And then, I headed to the beach. The sky was grey. It was cold and I wore a long black coat and beret. It could have been Montauk. It could have been England. There were windswept lone trees; waves; sand dancing; a red bridge, but also turquoise jellyfish and windsurfers.
Tentacley close up

Brighton

Dec. 11th, 2008 10:20 pm
Beach huts 63 - 66
She walked across the sandy beaches in Brighton, and noticed the seaweed that looked almost like bonsai trees floating in the clear water. Further on there were brightly coloured beach huts, which were called "bathing boxes" in the leaflet she glanced at.

Walking along the pier, past the fishermen, she wondered whether there would be a funfair at the end of it, or perhaps reindeer. She did not find any rollercoasters, but what she could see from the edge of the pier, when she stared into the twinkling water, were stars.

Folkestone

Feb. 12th, 2008 09:08 pm
Crab
Orange Folkestone
British seaside towns feel different in winter, as if it's okay that all the ice-cream shops are boarded up and the crazy golf courses are faded and litter-strewn. In the summer, it just feels sad.

In Folkestone, I bought fake leather trousers and artificial pot plants from charity shops in the high street before descending to the beach. As a child, my favourite shop was the joke shop, which is now closed, like most of the other shops on the cobbled street down to the harbour.
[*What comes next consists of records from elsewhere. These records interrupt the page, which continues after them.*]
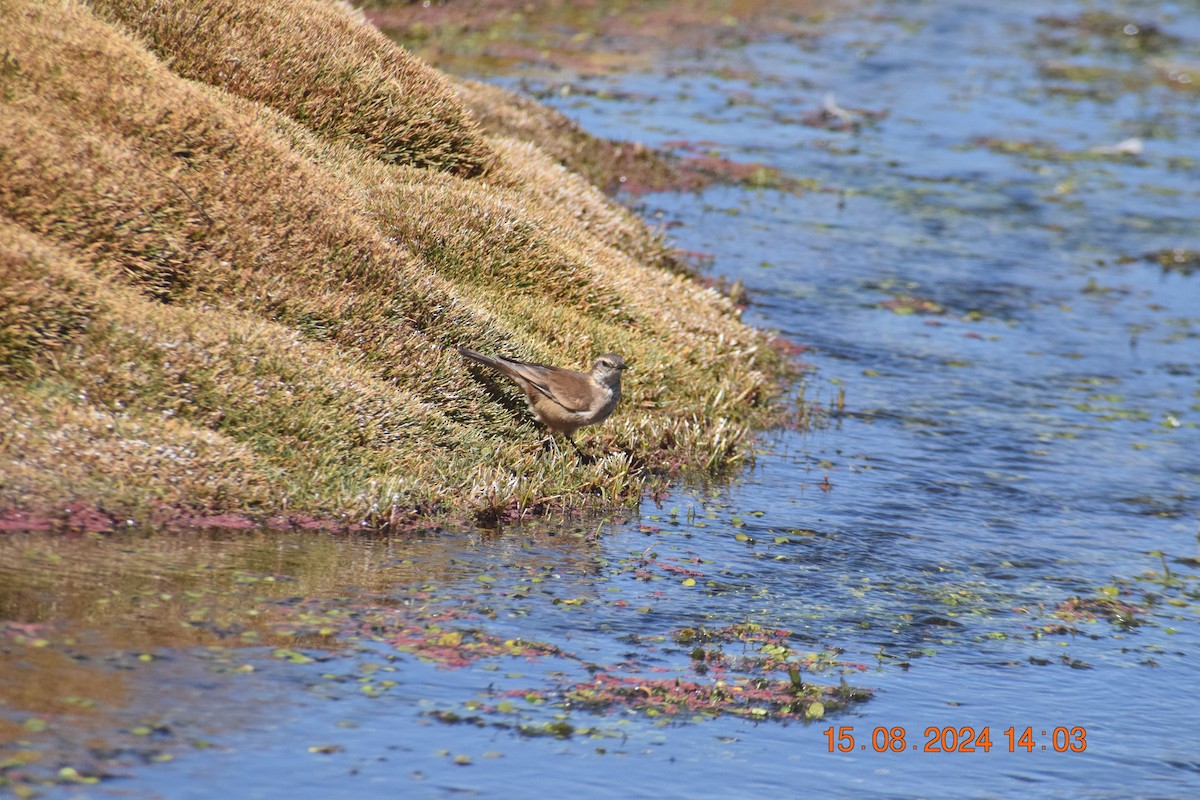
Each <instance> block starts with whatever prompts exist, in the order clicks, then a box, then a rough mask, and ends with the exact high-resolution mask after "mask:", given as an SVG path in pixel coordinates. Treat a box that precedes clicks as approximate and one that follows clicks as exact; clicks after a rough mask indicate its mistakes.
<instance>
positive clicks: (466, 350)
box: [458, 344, 509, 372]
mask: <svg viewBox="0 0 1200 800" xmlns="http://www.w3.org/2000/svg"><path fill="white" fill-rule="evenodd" d="M458 355H461V356H462V357H464V359H470V360H472V361H478V362H480V363H482V365H485V366H487V367H491V368H492V369H499V371H500V372H505V367H508V366H509V365H508V363H506V360H505V359H496V357H492V356H490V355H484V354H482V353H475V351H474V350H470V349H468V348H464V347H463V345H461V344H460V345H458Z"/></svg>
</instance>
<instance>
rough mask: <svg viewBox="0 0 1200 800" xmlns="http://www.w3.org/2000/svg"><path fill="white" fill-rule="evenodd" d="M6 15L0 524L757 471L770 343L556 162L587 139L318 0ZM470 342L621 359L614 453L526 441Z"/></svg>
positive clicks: (296, 514)
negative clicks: (463, 75)
mask: <svg viewBox="0 0 1200 800" xmlns="http://www.w3.org/2000/svg"><path fill="white" fill-rule="evenodd" d="M0 14H2V17H4V19H5V24H4V25H2V26H0V53H2V54H4V55H2V61H0V416H2V417H4V419H5V425H4V426H0V428H2V431H0V464H2V467H0V470H2V471H0V510H2V509H22V510H29V511H40V512H44V511H47V510H49V509H55V507H60V506H61V505H62V504H64V503H68V501H85V503H90V504H95V505H98V506H101V507H103V509H106V510H107V511H109V512H110V513H113V515H118V516H121V517H125V516H133V517H137V518H150V517H152V516H155V515H162V513H166V512H179V511H200V512H206V511H236V512H246V513H254V515H274V513H296V515H320V516H328V517H335V518H338V517H340V518H346V519H353V521H358V519H362V518H365V519H367V521H368V522H372V523H374V524H386V523H388V522H395V521H397V519H401V518H404V517H407V516H412V515H428V513H436V512H449V513H473V515H478V516H496V515H498V513H504V512H514V511H517V512H523V511H534V510H539V509H547V507H557V506H569V505H583V504H605V505H616V504H622V503H629V501H631V500H632V499H635V498H636V497H637V495H638V493H640V492H641V491H642V489H643V487H644V486H646V485H647V482H648V481H653V480H661V476H662V474H664V471H665V469H666V467H667V465H679V464H683V465H696V467H698V468H703V469H708V470H714V469H715V470H719V469H725V468H728V467H730V465H736V464H737V463H739V462H740V461H742V459H744V458H745V457H746V453H748V444H746V441H745V437H746V432H748V431H749V429H750V427H751V426H754V425H755V423H757V422H761V421H762V420H763V419H764V415H766V414H767V409H768V405H769V401H770V398H772V397H773V395H774V392H775V385H776V380H778V378H779V375H780V373H781V363H780V359H779V357H778V356H776V355H775V354H774V353H773V351H772V350H770V349H769V348H767V347H766V342H764V338H763V336H762V335H760V333H757V332H755V331H752V330H750V329H748V327H745V326H744V325H742V324H740V321H739V320H738V318H737V313H736V311H734V308H733V307H732V306H731V303H730V302H728V301H727V300H725V299H722V297H720V296H718V295H716V294H715V293H713V291H710V290H708V289H703V288H701V287H697V285H696V284H694V283H691V282H689V281H688V279H685V278H683V277H680V276H678V275H674V273H672V272H670V271H666V270H664V269H661V266H662V265H664V264H666V263H667V261H668V260H670V254H668V251H667V248H666V247H665V246H664V243H662V242H661V240H660V239H658V237H656V236H655V235H654V234H653V233H652V231H649V230H648V229H647V228H646V227H644V225H643V224H642V223H641V222H640V221H638V219H637V218H636V217H634V216H632V215H631V213H630V212H629V211H626V210H625V209H623V207H620V206H618V205H616V204H613V203H612V201H611V200H608V199H607V198H606V197H605V196H604V194H602V193H600V192H599V191H598V190H596V188H595V187H594V186H593V185H592V184H589V182H588V181H587V180H586V179H584V178H582V176H581V175H580V174H577V173H575V172H571V170H569V169H566V168H564V167H563V166H562V164H560V163H559V161H562V160H560V158H558V157H556V156H552V155H547V151H548V152H550V154H553V152H556V151H560V150H563V148H564V146H565V145H564V144H563V143H564V142H576V143H578V142H582V140H583V139H582V138H581V137H580V136H578V133H577V132H571V131H565V130H564V131H559V132H558V133H556V132H554V131H553V130H551V128H552V127H553V126H548V127H547V126H532V125H530V126H527V127H526V128H522V126H520V125H499V124H496V122H494V121H496V120H503V119H514V118H516V116H521V115H524V116H526V118H533V116H535V114H534V112H533V110H532V108H533V107H532V106H529V104H528V102H527V101H517V100H515V98H512V96H511V95H508V94H506V92H498V91H488V90H486V89H484V88H475V89H474V94H473V95H472V96H470V97H469V100H468V102H467V106H469V107H470V109H472V110H470V112H468V110H466V109H464V104H463V102H462V101H461V100H460V97H458V95H457V94H456V90H455V88H454V86H452V85H451V82H449V80H448V79H445V78H444V77H443V76H440V74H439V73H437V72H434V71H433V70H431V68H428V67H426V66H425V65H422V64H421V62H420V61H418V60H416V59H414V58H413V56H410V55H409V54H407V53H406V52H403V50H402V49H400V48H397V47H395V46H394V44H391V43H389V42H388V41H386V40H385V38H383V37H382V36H380V35H379V34H378V31H376V30H374V29H373V28H371V26H370V25H367V24H364V23H362V22H361V20H360V19H358V18H356V17H354V16H353V14H352V13H350V12H348V11H346V10H344V8H342V7H341V6H340V5H334V4H329V2H320V1H318V0H311V1H301V0H289V1H287V2H247V1H236V2H235V1H234V0H227V1H224V2H212V1H208V0H206V1H202V0H155V2H150V1H149V0H138V1H131V2H125V1H121V2H116V1H112V2H110V1H108V0H96V2H94V4H91V5H85V4H78V2H72V4H41V2H34V1H31V0H30V1H25V0H22V1H18V0H0ZM460 89H461V86H460ZM487 109H490V110H487ZM529 131H535V136H536V137H538V138H539V139H541V140H533V142H530V140H523V139H522V138H521V137H522V136H523V134H527V133H529ZM542 145H545V149H544V146H542ZM605 146H611V145H605ZM458 343H466V344H469V345H470V347H475V348H478V349H482V350H498V351H502V353H503V354H506V355H516V356H518V357H533V359H538V360H545V361H552V362H557V363H565V365H575V366H583V365H586V363H588V362H589V361H590V359H592V357H593V356H594V354H596V353H599V351H606V350H614V351H619V353H623V354H624V355H625V357H626V360H628V361H630V362H632V363H634V366H635V369H634V372H631V373H630V374H629V375H628V380H626V392H625V401H624V402H623V405H622V407H620V408H619V409H618V411H617V415H616V416H614V417H613V419H612V420H610V421H608V422H607V423H606V425H605V426H602V427H600V428H595V429H589V432H588V435H586V437H583V439H584V446H590V447H592V450H593V451H594V452H596V453H599V455H601V457H600V458H598V459H596V461H595V462H594V463H581V462H580V461H578V459H577V458H576V456H575V455H574V453H571V452H570V451H566V452H554V451H544V450H542V447H541V444H540V443H541V438H542V434H541V432H540V431H539V429H538V428H536V427H535V426H534V425H533V422H532V420H530V417H529V415H528V413H527V411H526V410H524V409H523V408H522V404H521V403H520V399H518V396H517V393H516V391H515V390H511V391H510V390H508V389H503V390H499V393H496V392H497V390H496V389H491V390H490V389H487V387H486V386H485V385H484V384H481V383H479V381H478V380H476V379H474V378H473V377H472V375H470V373H469V372H468V371H467V369H466V366H464V365H463V363H462V362H461V359H460V357H458V355H457V354H456V353H455V351H454V345H455V344H458ZM604 453H610V455H604Z"/></svg>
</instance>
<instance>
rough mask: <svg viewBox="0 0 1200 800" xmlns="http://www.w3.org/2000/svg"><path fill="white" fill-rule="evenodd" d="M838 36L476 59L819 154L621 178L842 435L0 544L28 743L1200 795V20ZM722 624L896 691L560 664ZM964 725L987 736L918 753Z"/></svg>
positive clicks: (686, 138)
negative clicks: (483, 501)
mask: <svg viewBox="0 0 1200 800" xmlns="http://www.w3.org/2000/svg"><path fill="white" fill-rule="evenodd" d="M1100 12H1104V13H1110V14H1111V16H1112V17H1111V19H1112V20H1118V22H1121V25H1120V26H1118V31H1117V32H1114V30H1112V29H1111V25H1109V24H1108V23H1109V22H1111V20H1109V19H1108V18H1106V17H1103V16H1097V14H1099V13H1100ZM1134 23H1136V24H1134ZM1128 25H1134V28H1133V29H1128V28H1127V26H1128ZM814 30H815V34H814V35H812V36H810V37H804V38H794V37H792V38H785V37H779V38H770V37H767V38H766V40H764V41H754V42H746V43H744V44H743V46H739V47H736V48H724V49H700V50H689V52H677V53H672V54H671V56H670V59H668V60H667V61H665V62H664V64H661V65H656V66H650V67H644V68H642V70H641V71H624V72H620V73H614V74H604V76H596V74H589V76H586V77H584V76H570V74H568V76H565V77H564V76H563V74H559V73H556V74H552V76H547V73H546V72H545V71H544V70H540V68H538V67H528V68H521V67H515V68H514V72H512V73H511V74H508V76H499V77H496V76H493V77H492V78H493V79H498V80H502V82H505V83H509V84H514V85H521V86H522V88H524V89H526V90H529V91H535V92H542V94H544V95H545V96H546V97H548V98H551V101H552V102H553V103H554V104H557V106H558V107H559V108H562V109H563V110H564V112H566V113H568V114H570V115H571V116H572V118H575V119H577V120H580V122H581V124H582V125H583V127H586V128H587V130H589V131H592V132H594V133H598V134H601V136H608V137H614V138H620V139H634V140H641V142H643V143H647V144H652V145H664V144H667V143H676V144H674V145H672V146H679V148H680V149H682V150H684V151H688V152H695V151H697V149H701V150H706V151H712V152H714V154H716V155H720V156H724V157H728V158H732V160H737V161H748V162H749V161H754V162H761V163H763V164H767V166H770V167H773V168H776V169H779V170H781V173H782V174H785V175H788V176H792V178H796V179H811V180H812V181H814V182H815V185H814V188H812V190H811V191H806V192H796V191H784V190H780V188H757V190H755V188H746V187H731V186H724V187H714V188H709V190H706V191H703V192H700V193H690V194H674V193H662V194H654V196H647V197H641V198H631V201H634V203H637V204H640V207H641V210H642V211H643V212H644V213H646V216H647V217H648V218H649V219H652V221H656V222H659V223H661V224H664V225H668V235H670V236H671V237H672V240H673V241H674V242H676V243H677V245H678V246H679V247H680V248H684V249H688V251H694V252H698V253H704V254H707V257H708V259H710V264H712V266H710V271H712V272H714V273H718V275H721V276H725V277H727V278H730V279H736V278H740V279H742V281H743V283H744V284H745V285H746V288H748V290H749V293H750V297H751V301H752V302H751V306H750V308H749V309H748V312H746V318H748V319H749V320H750V321H751V323H754V324H756V325H762V326H766V327H770V329H776V330H780V331H781V332H784V333H785V335H787V336H788V337H791V338H792V339H794V341H796V342H799V343H803V344H805V345H808V347H809V350H808V351H806V353H805V354H804V355H803V356H802V357H803V359H804V360H805V361H806V362H808V363H810V365H811V368H812V371H811V372H810V374H809V375H808V379H806V380H805V385H804V389H803V395H804V402H806V403H816V404H820V405H822V407H824V409H826V410H827V411H829V413H830V415H829V419H828V422H827V423H826V425H823V426H822V427H821V428H820V429H817V431H815V432H806V433H800V432H796V431H786V429H785V431H778V432H773V433H770V434H768V435H766V437H764V438H763V440H762V441H761V452H760V455H758V458H757V461H756V463H755V465H754V468H752V469H750V470H748V471H746V474H744V475H742V476H739V477H738V479H737V480H736V481H734V482H733V483H732V485H730V486H719V487H715V488H714V487H709V488H691V489H688V488H680V489H678V491H677V492H676V493H674V494H673V495H671V497H667V498H665V499H660V500H647V501H646V503H644V504H643V505H642V507H641V509H640V510H637V511H636V512H630V513H629V515H626V516H624V517H616V518H614V517H606V518H599V519H570V521H550V524H548V525H530V527H528V528H522V529H512V530H509V529H505V530H500V531H433V533H430V534H427V535H420V536H408V537H400V539H380V537H371V536H332V535H324V534H311V533H306V534H299V533H269V531H264V533H253V534H246V533H241V534H229V533H218V531H215V533H211V534H208V535H204V536H190V537H182V539H175V537H161V536H156V537H150V539H149V540H145V539H140V537H138V536H130V537H127V539H122V537H116V539H115V540H109V541H103V542H96V541H92V540H88V539H79V540H72V541H71V542H68V543H66V545H65V543H64V542H61V541H50V540H47V539H46V537H40V536H29V537H16V536H14V537H10V539H8V541H6V542H5V543H4V547H5V548H6V551H7V553H6V557H5V558H4V559H2V561H0V571H2V572H0V575H2V581H0V585H4V587H7V589H6V591H5V593H4V597H2V600H0V612H2V614H0V615H2V616H4V618H5V619H8V620H13V622H11V624H10V625H8V627H7V628H6V631H5V639H4V642H5V644H4V650H2V652H0V658H2V668H0V698H4V700H2V704H0V717H2V718H4V722H2V726H4V727H0V746H2V747H4V758H6V759H8V760H5V762H4V763H5V764H7V766H6V768H5V769H6V770H7V771H8V772H13V771H20V770H25V771H29V772H34V774H40V775H47V776H52V777H54V778H55V780H58V783H56V784H55V786H50V787H43V786H40V784H36V783H29V784H26V786H31V787H35V788H36V789H37V790H40V792H44V793H47V794H49V795H54V794H62V795H82V796H107V795H120V796H170V798H186V796H197V798H200V796H205V798H206V796H214V795H217V794H221V793H224V794H227V795H230V796H278V794H280V793H281V792H284V790H286V792H287V793H288V794H289V795H293V796H296V798H308V796H311V798H329V796H350V795H353V796H396V795H403V796H428V798H442V796H458V795H468V796H494V798H509V796H517V795H527V794H533V795H551V794H553V793H564V794H565V793H571V794H574V795H580V796H596V798H641V796H647V798H648V796H655V798H661V796H689V798H728V796H760V795H767V794H770V795H778V796H792V795H796V794H800V793H820V794H823V795H828V796H856V798H893V796H914V795H922V796H955V798H962V796H967V798H991V796H1013V795H1018V794H1020V795H1022V796H1030V798H1080V796H1085V798H1129V796H1147V798H1150V796H1152V798H1188V796H1196V795H1198V793H1200V757H1198V753H1200V732H1198V729H1196V726H1195V711H1196V708H1198V706H1196V703H1195V700H1194V699H1193V693H1194V687H1195V686H1196V685H1198V679H1200V669H1198V668H1196V666H1195V660H1194V654H1195V652H1196V649H1198V645H1200V627H1198V624H1196V622H1198V613H1196V612H1198V607H1196V601H1198V561H1196V558H1198V555H1200V553H1198V531H1200V494H1198V491H1196V489H1198V486H1200V433H1198V422H1200V341H1198V337H1200V275H1195V273H1194V267H1193V270H1192V271H1189V269H1187V265H1188V264H1189V261H1188V260H1187V259H1188V254H1189V253H1195V252H1196V251H1198V249H1200V233H1198V231H1200V225H1198V216H1200V215H1198V210H1200V198H1198V188H1196V187H1198V186H1200V181H1198V178H1200V163H1198V160H1200V151H1198V149H1196V143H1195V131H1196V130H1200V128H1198V121H1200V120H1198V94H1196V91H1195V88H1194V84H1193V85H1190V86H1189V84H1187V83H1186V82H1183V80H1181V79H1180V78H1178V76H1180V74H1183V76H1187V74H1193V76H1194V74H1195V66H1196V65H1198V64H1200V16H1198V14H1196V13H1195V8H1194V6H1192V5H1188V4H1171V2H1152V4H1116V2H1114V4H1092V2H1088V4H1084V2H1078V1H1074V0H1057V1H1054V2H1006V4H995V2H972V1H970V0H953V1H947V2H916V1H900V0H895V1H889V0H883V1H881V2H877V4H870V5H868V6H865V7H863V8H860V10H858V11H856V12H853V13H845V14H842V16H839V17H835V18H830V19H826V20H821V22H820V24H817V23H815V29H814ZM1127 30H1132V32H1126V31H1127ZM1146 31H1154V35H1153V36H1151V35H1148V34H1147V32H1146ZM1188 70H1190V71H1192V72H1190V73H1188V72H1187V71H1188ZM1181 71H1182V72H1181ZM1171 76H1176V77H1174V78H1172V77H1171ZM565 85H569V86H570V91H564V86H565ZM829 94H832V100H830V103H832V104H834V106H836V107H838V108H840V109H844V112H842V113H841V114H834V119H833V120H830V119H824V120H823V121H822V119H821V116H820V114H818V112H820V109H821V108H822V103H824V102H826V101H824V97H826V95H829ZM1130 139H1136V140H1138V143H1140V144H1139V145H1133V144H1129V140H1130ZM1121 143H1127V144H1124V145H1122V146H1121V148H1118V145H1121ZM1111 149H1116V151H1111V152H1110V151H1109V150H1111ZM1121 150H1123V152H1122V151H1121ZM1172 252H1178V253H1181V254H1182V255H1181V260H1180V261H1178V264H1175V263H1172V261H1171V258H1170V257H1163V255H1162V254H1163V253H1172ZM1164 258H1165V263H1166V266H1164V265H1163V260H1164ZM708 259H706V260H708ZM839 396H841V401H840V402H841V403H842V405H841V409H840V410H841V413H838V411H839ZM130 620H133V621H132V622H131V621H130ZM726 628H737V630H738V631H740V632H742V633H746V632H748V631H754V630H760V628H761V630H762V631H768V632H773V631H781V632H782V633H781V634H780V636H781V637H782V638H781V639H780V640H781V642H784V643H785V646H786V650H787V652H786V654H785V656H786V658H788V660H790V662H791V663H797V664H799V663H803V664H804V667H803V670H802V678H803V679H804V680H808V681H812V682H816V684H821V685H829V686H836V685H839V684H840V682H841V681H842V680H845V681H846V682H847V684H848V685H851V686H853V687H862V688H869V690H872V692H874V693H872V696H871V698H870V699H866V700H858V702H853V703H850V705H848V706H847V708H846V709H844V710H834V709H833V708H832V709H830V711H829V712H828V714H827V715H826V717H824V718H821V720H816V721H809V722H805V721H803V715H802V716H800V717H799V718H794V717H793V718H774V717H772V716H770V715H764V716H763V720H764V721H757V720H756V718H755V717H754V716H752V715H749V714H748V715H744V716H720V717H716V718H713V717H710V716H709V715H707V714H704V712H691V714H682V715H674V716H670V715H661V714H660V715H656V716H655V715H650V714H647V712H646V711H644V709H643V710H636V709H631V708H625V706H620V705H611V706H607V708H605V709H602V710H600V711H596V710H590V709H588V708H586V706H582V705H581V704H580V703H578V698H577V696H572V694H571V693H570V692H571V690H572V688H575V687H578V686H586V685H588V682H589V681H593V680H595V675H596V674H607V675H617V676H620V678H622V679H628V680H631V681H635V682H636V681H638V680H642V681H644V682H646V685H647V686H650V685H652V684H653V682H654V681H660V680H666V681H672V680H676V679H678V680H680V681H703V680H714V679H715V678H716V676H714V674H713V670H712V669H708V670H707V672H704V670H703V669H702V668H700V664H698V662H697V658H696V656H695V642H694V640H692V639H691V638H689V634H682V633H680V632H682V631H686V630H691V631H694V632H695V631H701V632H703V631H719V630H726ZM446 637H448V638H446ZM468 645H469V646H468ZM706 646H709V649H710V650H719V651H720V652H721V655H724V656H726V657H728V660H730V661H728V666H730V668H728V672H727V673H726V676H727V678H728V680H730V682H731V685H734V686H743V687H748V686H750V685H751V684H750V681H752V680H756V679H758V678H762V676H763V675H762V674H761V673H758V672H756V669H757V668H758V667H760V666H761V664H756V663H754V662H752V661H748V662H744V663H738V662H737V661H736V658H737V657H739V656H746V657H748V658H758V657H761V656H762V655H763V642H762V640H757V639H748V640H726V642H724V643H721V644H720V645H712V644H709V645H706ZM770 676H772V678H773V679H779V678H780V676H781V675H780V674H778V670H776V673H775V674H773V675H770ZM739 681H740V682H739ZM572 697H574V699H572ZM847 726H850V727H852V728H853V730H852V732H848V733H852V734H853V735H854V736H856V739H854V746H853V748H852V750H851V751H850V752H839V751H838V750H836V748H835V747H830V735H829V734H828V733H827V730H828V729H830V728H834V729H835V733H838V732H839V729H840V728H844V727H847ZM949 727H953V728H955V730H960V729H962V728H966V727H971V728H973V729H974V730H976V732H982V730H983V729H984V728H988V729H989V730H990V738H991V741H992V747H991V748H990V751H988V752H982V751H977V752H925V751H924V750H920V748H918V750H913V748H912V745H920V746H923V745H924V744H925V742H926V740H928V739H929V738H930V736H929V735H926V734H925V730H926V728H935V729H937V730H941V729H943V728H949ZM1009 728H1012V729H1013V730H1014V734H1013V736H1014V739H1015V738H1018V736H1019V735H1020V734H1021V733H1022V732H1025V729H1027V728H1028V729H1030V730H1031V742H1032V748H1031V750H1028V751H1027V750H1026V748H1025V747H1021V746H1014V748H1013V750H1014V752H1009V746H1008V742H1009V740H1008V739H1007V738H1006V735H1004V732H1006V730H1007V729H1009ZM1056 728H1061V729H1063V730H1064V732H1066V733H1063V734H1062V735H1061V736H1062V738H1061V739H1060V740H1057V744H1060V745H1062V744H1066V741H1067V736H1068V735H1070V733H1069V732H1072V730H1073V729H1084V730H1085V732H1086V734H1085V735H1086V739H1084V740H1075V741H1078V742H1079V744H1084V745H1085V746H1082V747H1079V748H1076V750H1075V751H1072V750H1070V748H1069V747H1060V750H1062V751H1064V752H1057V751H1056V748H1055V745H1056V739H1055V733H1054V732H1055V729H1056ZM896 729H902V733H904V735H905V745H906V746H905V747H904V748H902V752H890V751H887V752H877V751H876V747H875V745H877V744H881V742H882V744H887V742H888V741H894V740H895V736H896V735H899V733H900V732H898V730H896ZM881 730H883V732H887V733H883V734H881V733H880V732H881ZM1043 732H1045V733H1043ZM872 734H874V738H872ZM1075 735H1078V734H1075ZM13 759H16V760H13ZM17 762H20V763H22V764H23V763H24V762H28V763H29V764H28V765H20V764H17ZM14 764H16V765H14ZM62 770H74V772H73V774H72V772H70V771H67V772H64V771H62ZM76 776H78V781H76ZM96 777H102V778H103V780H100V781H98V782H95V783H92V782H86V781H90V780H92V778H96ZM73 781H74V782H73Z"/></svg>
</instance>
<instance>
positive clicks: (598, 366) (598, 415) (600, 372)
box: [458, 345, 628, 450]
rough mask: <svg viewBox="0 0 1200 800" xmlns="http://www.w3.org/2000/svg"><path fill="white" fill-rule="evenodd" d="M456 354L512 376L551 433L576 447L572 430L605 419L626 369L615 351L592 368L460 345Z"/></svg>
mask: <svg viewBox="0 0 1200 800" xmlns="http://www.w3.org/2000/svg"><path fill="white" fill-rule="evenodd" d="M458 354H460V355H461V356H463V357H464V359H470V360H472V361H478V362H479V363H482V365H485V366H487V367H491V368H492V369H496V371H497V372H499V373H503V374H504V375H508V377H509V378H510V379H512V383H515V384H516V385H517V386H520V387H521V391H523V392H524V393H526V401H527V402H528V403H529V408H530V409H532V410H533V413H534V414H535V415H536V416H538V419H539V420H541V421H542V423H544V425H545V426H546V427H547V428H550V429H551V431H552V432H553V433H560V434H563V435H564V437H565V438H566V440H568V441H570V443H571V446H574V447H575V449H576V450H578V449H580V447H578V445H576V444H575V440H574V439H571V434H572V433H575V432H576V431H578V429H580V428H582V427H583V426H586V425H598V423H600V422H604V421H605V420H607V419H608V415H611V414H612V411H613V409H614V408H617V401H619V399H620V373H622V371H624V369H628V366H626V365H625V360H624V359H622V357H620V356H619V355H617V354H616V353H606V354H605V355H602V356H600V357H599V359H596V361H595V363H593V365H592V372H576V371H575V369H565V368H563V367H551V366H547V365H545V363H530V362H528V361H517V360H516V359H502V357H499V356H491V355H484V354H481V353H475V351H474V350H468V349H467V348H464V347H462V345H460V347H458Z"/></svg>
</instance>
There are signs around the town that mention regeneration and of creative quarters, so perhaps it will regain popularity.

My childhood memories of Folkestone are mostly from playgroup coach trips: of the smell of the stalls on the way to the beach selling pots of fresh seafood, of building sand-castles and rivers, of sitting underneath the arches and drying off from paddling in the sea, of eating sandwiches that were always a bit sandy, of finding pretty shells on the beach.. the usual kind of things that you might do as a child, when the beaches were crowded and full of brightly coloured swimming costumes, wind-breaks and buckets and spades.

On the beach in Folkestone last week, I walked through a number of the arches. Most of the arches were dotted with litter and some with graffiti, and looked somehow sinister and decayed, and not quite like I remember as a child. The beach was empty apart from a few people walking a dog, and a child on a bicycle. I couldn't see the sun itself as it set behind the other side of the harbour, but the beach glistened orange and the waves began to look mostly unreal, and that was what made Folkestone beautiful on that day - the sun and the sea.